With the growth of LLM models like ChatGPT, there has been a rush by firms to commercialize language-based deep learning applications. Companies like Duolingo and Blinkist are building educational chat applications, firms like Cocounsel are building document analysis models, and some, like MedGPT, are even building specialist models that can do things like medical diagnosis. In a previous article, I wrote about how someone can use ChatGPT and prompt engineering to build a power document analyzer.
In order to support more powerful and domain-specific LLM applications, technology providers have made many cloud solutions available. OpenAI, the company behind ChatGPT, for example, has made a simple but powerful fine-tuning API available to users, allowing users to build their own language models based on GPT3 technology. Google, not to be outdone, made their bison-text model, widely considered a capable competitor to GPT 3 and GPT 3.5, available for fine-tuning through the Google Cloud platform. In a previous article, I wrote about how to use the fine-tuning API to create a domain expert LLM.
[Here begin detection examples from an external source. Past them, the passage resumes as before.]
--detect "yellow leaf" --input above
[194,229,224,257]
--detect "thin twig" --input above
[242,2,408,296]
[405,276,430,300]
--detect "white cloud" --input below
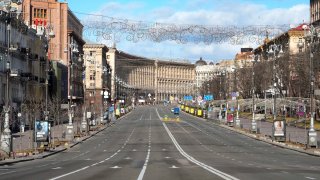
[83,0,309,61]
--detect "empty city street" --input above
[0,106,320,180]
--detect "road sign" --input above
[183,96,192,101]
[203,94,213,101]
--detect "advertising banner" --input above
[203,94,213,101]
[273,121,285,136]
[34,120,49,142]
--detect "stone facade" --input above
[83,44,111,113]
[22,0,85,101]
[107,47,195,102]
[310,0,320,25]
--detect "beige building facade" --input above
[83,44,111,113]
[21,0,85,101]
[107,47,195,102]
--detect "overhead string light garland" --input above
[75,12,290,45]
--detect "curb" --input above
[182,111,320,157]
[0,126,107,166]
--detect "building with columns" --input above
[83,44,112,114]
[21,0,85,101]
[107,47,195,102]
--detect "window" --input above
[33,8,47,19]
[90,70,96,80]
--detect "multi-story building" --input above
[253,24,309,96]
[83,44,112,118]
[195,58,220,90]
[195,58,235,96]
[107,47,195,102]
[22,0,85,101]
[0,7,47,126]
[310,0,320,26]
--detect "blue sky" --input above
[67,0,309,62]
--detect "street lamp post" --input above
[37,24,55,121]
[302,25,320,148]
[268,44,285,139]
[66,43,79,141]
[1,1,18,156]
[219,71,224,123]
[251,54,260,133]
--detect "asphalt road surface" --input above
[0,106,320,180]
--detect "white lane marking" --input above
[50,166,89,180]
[110,166,121,169]
[137,126,151,180]
[169,165,179,169]
[0,171,17,176]
[305,177,316,180]
[156,109,239,180]
[50,129,135,180]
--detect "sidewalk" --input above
[202,112,320,156]
[0,110,131,166]
[0,124,107,166]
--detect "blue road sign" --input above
[203,94,213,101]
[183,96,192,101]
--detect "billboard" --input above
[204,94,213,101]
[34,120,49,142]
[273,121,285,136]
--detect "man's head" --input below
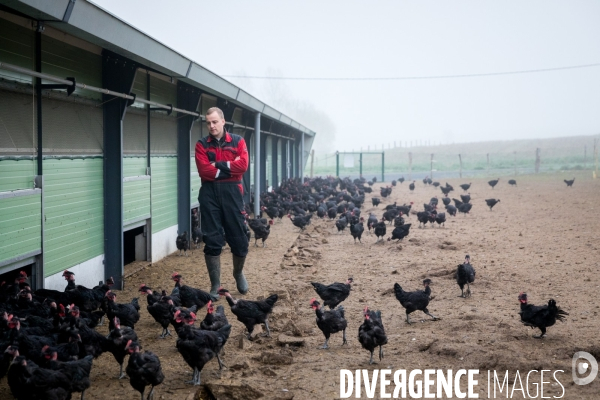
[206,107,225,139]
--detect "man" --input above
[196,107,248,300]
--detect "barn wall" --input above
[44,157,104,277]
[0,193,42,263]
[151,157,177,233]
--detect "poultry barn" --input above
[0,0,315,289]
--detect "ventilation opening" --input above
[0,264,34,297]
[123,225,146,265]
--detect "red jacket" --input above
[196,132,248,188]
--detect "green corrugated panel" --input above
[123,157,146,178]
[150,157,177,233]
[0,160,37,192]
[44,158,104,276]
[190,157,200,204]
[0,195,42,262]
[123,179,150,225]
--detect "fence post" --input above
[429,153,433,180]
[358,152,362,178]
[594,139,598,179]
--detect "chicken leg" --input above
[159,328,173,339]
[533,326,546,339]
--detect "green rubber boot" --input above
[204,254,221,301]
[233,254,248,294]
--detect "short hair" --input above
[206,107,225,119]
As powerful as these services can be, a company considering a serious investment in LLM technology will want to learn to train their own models from open-source technologies. Compared to using these vendor-provided endpoints, training your own model gives the following advantages:
In this article, we will take a popular and capable open-source LLM model, train it on our own data similar to what we did in a previous article, and validate the results. While the example we’re tackling is non-commercial and based on public information, the techniques can be easily cross-applied to commercial endeavors. We will delve into specific suggestions on what commercial applications can be built using this technique in the “Expert LLM Model” section where we define the problem we’ll be solving in this article.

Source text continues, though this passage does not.